The tooling is currently being industrialized at ASML. “We haven’t fully deployed it yet but in the pilot phase, it has already helped us uncover a couple of bottlenecks,” states Vaassen. “For example, when two tasks communicate, they can do so on a fire-and-forget basis: they send each other messages and continue their business without waiting for a reply. When the message is too big to be conveyed in one go, however, it gets chopped up into multiple parts, which the sender cannot just fire and forget anymore; it has to wait for a reply before it can send the next part. Thus, fire-and-forget can still result in a task being blocked. Since the interface for sending messages is abstract, this isn’t visible in the code. Concerto has really opened our eyes to these kinds of potential problems.”
“We don’t have to rely so much anymore on good fortune and in-depth knowledge to find a bottleneck in a day or two,” summarizes Vaassen what he sees as the project’s main added value. “Without having to dive into the design documentation to determine the exact configuration, we can get an overview of what’s going on in a system. The tooling can just generate that by looking at the execution. It accelerates problem-solving.”
Vaassen’s colleague Gevers concurs: “By giving us the complete picture, it allows us to more easily pinpoint performance bottlenecks. We have an excellent proof of concept, showing that it really works. I’d like to see ASML invest big in rolling it out to the company’s entire software community – with the ultimate goal of using it to analyze execution data collected in the field and fix issues at customers in a heartbeat.”
To Voeten, the project marks a major milestone for the model-based paradigm. “For decades, we’ve been trying to get the industry to create models for specification and code generation – to little avail. With Concerto, we’ve moved to automatically generating them from complex systems – the right side of the V model – and we’re already gaining traction. We’ve managed to connect twenty years of academic research to the high-tech practice. Bringing the ability to efficiently analyze millions of lines of code in a day, I think this has real potential of catching on.”
ESI’s Van der Sanden, too, sees great benefits for the ecosystem. “We’ve developed a model-based methodology to quickly and systematically assess the impact of timing variations. We intend to open it up to other companies. Those with a similar component-based architecture, such as Philips or Thermo Fisher Scientific, could benefit from it as well.”

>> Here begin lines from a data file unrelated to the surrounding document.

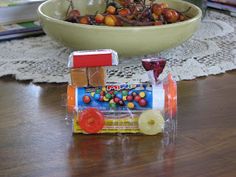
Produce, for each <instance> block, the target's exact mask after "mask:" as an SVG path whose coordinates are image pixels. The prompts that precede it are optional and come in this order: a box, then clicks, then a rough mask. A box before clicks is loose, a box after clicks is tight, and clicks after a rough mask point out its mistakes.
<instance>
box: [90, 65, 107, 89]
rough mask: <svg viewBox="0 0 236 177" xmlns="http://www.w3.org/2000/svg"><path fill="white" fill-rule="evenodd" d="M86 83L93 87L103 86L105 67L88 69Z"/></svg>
mask: <svg viewBox="0 0 236 177" xmlns="http://www.w3.org/2000/svg"><path fill="white" fill-rule="evenodd" d="M87 69H88V71H87V73H88V81H89V85H90V86H93V87H98V86H105V85H106V68H105V67H101V66H99V67H89V68H87Z"/></svg>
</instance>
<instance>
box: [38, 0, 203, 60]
mask: <svg viewBox="0 0 236 177" xmlns="http://www.w3.org/2000/svg"><path fill="white" fill-rule="evenodd" d="M38 15H39V19H40V22H41V24H42V27H43V30H44V31H45V33H46V34H47V35H48V36H50V37H51V38H52V39H54V40H55V41H57V42H59V43H61V44H63V45H64V46H66V47H69V48H72V49H74V50H94V49H105V48H106V49H113V50H116V51H117V52H118V54H119V55H121V56H139V55H146V54H154V53H158V52H160V51H163V50H166V49H169V48H172V47H176V46H178V45H180V44H181V43H183V42H184V41H186V40H187V39H189V38H190V37H191V36H192V35H193V34H194V32H195V31H196V30H197V29H198V27H199V25H200V21H201V15H202V13H201V10H200V8H198V7H197V6H195V5H193V4H191V3H189V2H185V1H181V0H160V1H155V0H48V1H46V2H44V3H42V4H41V5H40V6H39V8H38Z"/></svg>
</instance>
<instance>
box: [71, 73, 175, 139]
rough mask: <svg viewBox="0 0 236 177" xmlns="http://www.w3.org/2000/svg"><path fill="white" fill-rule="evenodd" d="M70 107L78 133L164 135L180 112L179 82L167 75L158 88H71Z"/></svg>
mask: <svg viewBox="0 0 236 177" xmlns="http://www.w3.org/2000/svg"><path fill="white" fill-rule="evenodd" d="M68 105H69V106H70V107H73V109H75V110H76V114H75V118H74V124H73V125H74V126H73V131H74V132H75V133H143V134H147V135H155V134H158V133H160V132H163V129H164V126H165V125H164V124H165V121H166V120H167V119H173V118H175V116H176V111H177V88H176V82H175V81H174V80H173V79H172V77H171V75H168V77H167V78H166V79H164V80H163V81H160V82H158V83H155V84H136V85H135V84H133V85H108V86H106V87H87V88H85V87H75V86H71V85H70V86H68Z"/></svg>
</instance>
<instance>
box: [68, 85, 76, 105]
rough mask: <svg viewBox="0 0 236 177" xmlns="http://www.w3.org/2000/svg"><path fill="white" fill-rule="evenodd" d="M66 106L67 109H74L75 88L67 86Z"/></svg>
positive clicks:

Meanwhile, the Concerto partners have teamed up once more in a follow-up project, called Maestro. “We started at the end of 2019, again for four years,” tells Van der Sanden. “One of the aspects we’re working on is raising the abstraction level and going from software to system tasks. By enriching the generated Concerto models with multidisciplinary domain knowledge, we want to be able to do a machine-level diagnosis, pinpoint the bottlenecks in system functionality and then zoom in and run a root cause analysis on the associated software tasks.”
Collaborators also want to loop back to the left side of the V model, the system specification. Returning the message sequence diagrams to their natural habitat, so to speak. “After that abstraction step to describing system activities, we’re looking to take it one step further, to specifying system behavior and using that in the development process to make predictions,” philosophizes Van der Sanden. “That would allow us to ask questions like: what would be the impact on system timing if we were to change the order of tasks or even add some new computations? Would that require us to add more processing power or are there other ways to keep the system on track? Being able to run what-if scenarios like this is another long-term objective of Maestro.”